Voor veel loyalisten was de keuze er een geboren uit pragmatiek. Ambtenaren, die voor hun dagelijks brood afhankelijk waren van salaris van de Britse kroon, schoven om die reden inderdaad vaak aan loyalistische zijde aan. Ditzelfde gold voor een kleine minderheid van de rijke elite, die in hun invloedrijke positie dicht tegen het staatsapparaat aan zaten. Ook de geestelijkheid van de Amerikaanse dependance van de Anglicaanse Kerk bestond uit een overtuigende meerderheid van loyalisten. De reden hiervoor is betrekkelijk veilig vast te stellen op de positie van de Britse monarch als hoofd van die kerk. Ook is vaak beargumenteerd dat in Engeland geboren immigranten een sterkere band met het koningshuis hadden en zich daarom vaak bij de loyalisten voegden. Dit zou kunnen verklaren dat een bescheiden meerderheid van de immigranten inderdaad loyalist was, maar voorbeelden als Thomas Paine brengen deze stelling aan het wankelen – hij was pas enkele maanden in Amerika toen hij Common Sense schreef. Toch is het niet onwaarschijnlijk dat de band met het moederland in immigranten sterker was dan bij veel in Amerika geboren kolonisten.
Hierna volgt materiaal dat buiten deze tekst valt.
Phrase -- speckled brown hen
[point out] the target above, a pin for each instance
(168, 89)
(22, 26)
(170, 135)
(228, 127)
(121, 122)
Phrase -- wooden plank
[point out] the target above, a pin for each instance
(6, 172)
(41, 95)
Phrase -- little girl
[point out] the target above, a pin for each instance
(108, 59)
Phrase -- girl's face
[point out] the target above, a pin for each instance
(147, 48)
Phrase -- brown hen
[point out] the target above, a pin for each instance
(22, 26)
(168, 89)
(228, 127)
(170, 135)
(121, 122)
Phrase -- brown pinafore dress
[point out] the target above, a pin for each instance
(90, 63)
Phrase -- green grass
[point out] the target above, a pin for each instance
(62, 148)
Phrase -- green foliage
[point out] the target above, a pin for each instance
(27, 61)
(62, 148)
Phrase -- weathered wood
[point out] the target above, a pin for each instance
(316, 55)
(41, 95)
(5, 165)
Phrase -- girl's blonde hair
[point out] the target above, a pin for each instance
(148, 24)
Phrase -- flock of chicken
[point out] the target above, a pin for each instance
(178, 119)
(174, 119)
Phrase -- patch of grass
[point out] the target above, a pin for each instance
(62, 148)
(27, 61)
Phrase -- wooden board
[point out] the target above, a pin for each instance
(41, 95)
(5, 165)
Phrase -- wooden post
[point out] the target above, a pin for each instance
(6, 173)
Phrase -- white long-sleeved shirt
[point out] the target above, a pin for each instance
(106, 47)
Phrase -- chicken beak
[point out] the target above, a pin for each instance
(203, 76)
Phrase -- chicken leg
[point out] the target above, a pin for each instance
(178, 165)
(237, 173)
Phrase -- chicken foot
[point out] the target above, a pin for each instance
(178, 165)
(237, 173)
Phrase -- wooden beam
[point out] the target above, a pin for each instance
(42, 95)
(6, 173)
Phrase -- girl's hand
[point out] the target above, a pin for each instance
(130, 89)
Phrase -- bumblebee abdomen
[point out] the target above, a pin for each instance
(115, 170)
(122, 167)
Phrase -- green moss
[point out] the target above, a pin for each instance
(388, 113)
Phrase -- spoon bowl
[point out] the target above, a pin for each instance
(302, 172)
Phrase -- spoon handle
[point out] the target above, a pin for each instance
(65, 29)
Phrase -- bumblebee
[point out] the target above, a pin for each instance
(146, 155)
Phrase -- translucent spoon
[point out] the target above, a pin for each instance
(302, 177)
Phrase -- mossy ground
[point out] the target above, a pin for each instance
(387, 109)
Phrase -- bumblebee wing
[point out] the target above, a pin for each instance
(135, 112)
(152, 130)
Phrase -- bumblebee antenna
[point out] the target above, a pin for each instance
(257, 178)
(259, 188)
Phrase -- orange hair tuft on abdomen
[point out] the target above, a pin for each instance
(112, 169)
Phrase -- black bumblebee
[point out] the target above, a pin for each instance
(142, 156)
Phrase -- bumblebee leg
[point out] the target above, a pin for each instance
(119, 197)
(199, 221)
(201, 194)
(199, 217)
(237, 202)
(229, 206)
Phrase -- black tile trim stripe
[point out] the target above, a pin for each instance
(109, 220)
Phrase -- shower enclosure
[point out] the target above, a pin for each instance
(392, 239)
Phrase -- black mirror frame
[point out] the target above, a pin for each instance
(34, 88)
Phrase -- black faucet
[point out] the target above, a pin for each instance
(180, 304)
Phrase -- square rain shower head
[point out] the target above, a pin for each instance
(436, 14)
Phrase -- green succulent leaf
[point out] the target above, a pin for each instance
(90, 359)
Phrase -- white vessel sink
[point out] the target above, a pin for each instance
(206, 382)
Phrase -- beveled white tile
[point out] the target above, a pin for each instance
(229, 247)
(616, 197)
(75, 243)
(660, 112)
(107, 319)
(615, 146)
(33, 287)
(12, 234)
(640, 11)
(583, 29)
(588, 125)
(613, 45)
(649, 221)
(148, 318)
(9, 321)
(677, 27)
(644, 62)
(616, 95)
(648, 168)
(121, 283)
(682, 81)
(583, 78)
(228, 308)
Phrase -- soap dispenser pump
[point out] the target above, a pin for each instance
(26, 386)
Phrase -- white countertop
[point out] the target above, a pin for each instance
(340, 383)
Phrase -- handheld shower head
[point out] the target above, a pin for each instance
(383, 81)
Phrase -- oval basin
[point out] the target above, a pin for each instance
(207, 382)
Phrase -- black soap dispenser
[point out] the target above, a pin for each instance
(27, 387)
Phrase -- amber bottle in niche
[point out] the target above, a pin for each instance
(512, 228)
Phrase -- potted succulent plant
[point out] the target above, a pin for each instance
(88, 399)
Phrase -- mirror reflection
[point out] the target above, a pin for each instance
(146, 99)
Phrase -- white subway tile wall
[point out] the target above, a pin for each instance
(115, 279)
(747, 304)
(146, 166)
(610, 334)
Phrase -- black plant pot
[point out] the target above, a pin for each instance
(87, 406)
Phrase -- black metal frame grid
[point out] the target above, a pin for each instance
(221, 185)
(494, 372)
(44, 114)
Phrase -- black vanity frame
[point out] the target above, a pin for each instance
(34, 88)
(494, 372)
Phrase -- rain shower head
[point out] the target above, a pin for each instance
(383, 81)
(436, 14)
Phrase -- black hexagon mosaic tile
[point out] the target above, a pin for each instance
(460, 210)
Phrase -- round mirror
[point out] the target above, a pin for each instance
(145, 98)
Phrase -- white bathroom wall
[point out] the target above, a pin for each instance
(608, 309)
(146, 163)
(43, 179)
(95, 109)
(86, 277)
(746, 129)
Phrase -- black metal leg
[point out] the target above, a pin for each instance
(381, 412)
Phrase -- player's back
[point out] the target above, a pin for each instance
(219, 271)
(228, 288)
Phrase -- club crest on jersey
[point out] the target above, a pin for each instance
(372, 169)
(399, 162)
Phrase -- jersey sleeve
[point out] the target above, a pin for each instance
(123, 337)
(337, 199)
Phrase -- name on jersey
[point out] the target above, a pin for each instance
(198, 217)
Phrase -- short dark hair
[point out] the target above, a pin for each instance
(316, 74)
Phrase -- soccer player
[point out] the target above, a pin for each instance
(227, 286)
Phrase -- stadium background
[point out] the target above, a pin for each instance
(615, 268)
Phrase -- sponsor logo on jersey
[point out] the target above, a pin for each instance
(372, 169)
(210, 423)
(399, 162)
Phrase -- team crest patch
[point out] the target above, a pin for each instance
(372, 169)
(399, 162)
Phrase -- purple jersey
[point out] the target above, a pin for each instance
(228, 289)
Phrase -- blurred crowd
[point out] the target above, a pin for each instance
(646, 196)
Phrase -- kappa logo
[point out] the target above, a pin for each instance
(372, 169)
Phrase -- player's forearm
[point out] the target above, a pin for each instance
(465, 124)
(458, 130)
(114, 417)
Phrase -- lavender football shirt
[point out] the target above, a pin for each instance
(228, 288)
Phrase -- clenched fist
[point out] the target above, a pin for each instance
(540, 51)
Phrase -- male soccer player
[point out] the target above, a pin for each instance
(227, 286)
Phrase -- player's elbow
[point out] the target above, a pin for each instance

Voor hen die gespeend waren van directe banden met het moederland, konden pragmatische redenen doorslaggevend zijn. Gebieden die gekenmerkt werden door de aanwezigheid van gestationeerde Britse troepen leverden vaak een groter aandeel loyalisten op dan gebieden onder patriottisch regime. Dit wil niet zeggen dat dit ten voeten uit al de ideologische verdeling binnen deze gebieden was; de Britten lokten in eerste instantie neutrale kolonisten naar hun zijde met beloningen in Britse munt en grond. Al gold dit niet voor zwarte slaven. Vele van hen kozen voor het Britse front uit hoop dat die zijde hun eerder kans op vrijlating opleverde dan die van hun eigenaar. Zoals de slaven van de latere Founding Father Benjamin Franklin, die vanuit dat oogpunt in het begin van de revolutie naar loyalistisch territorium vluchtten.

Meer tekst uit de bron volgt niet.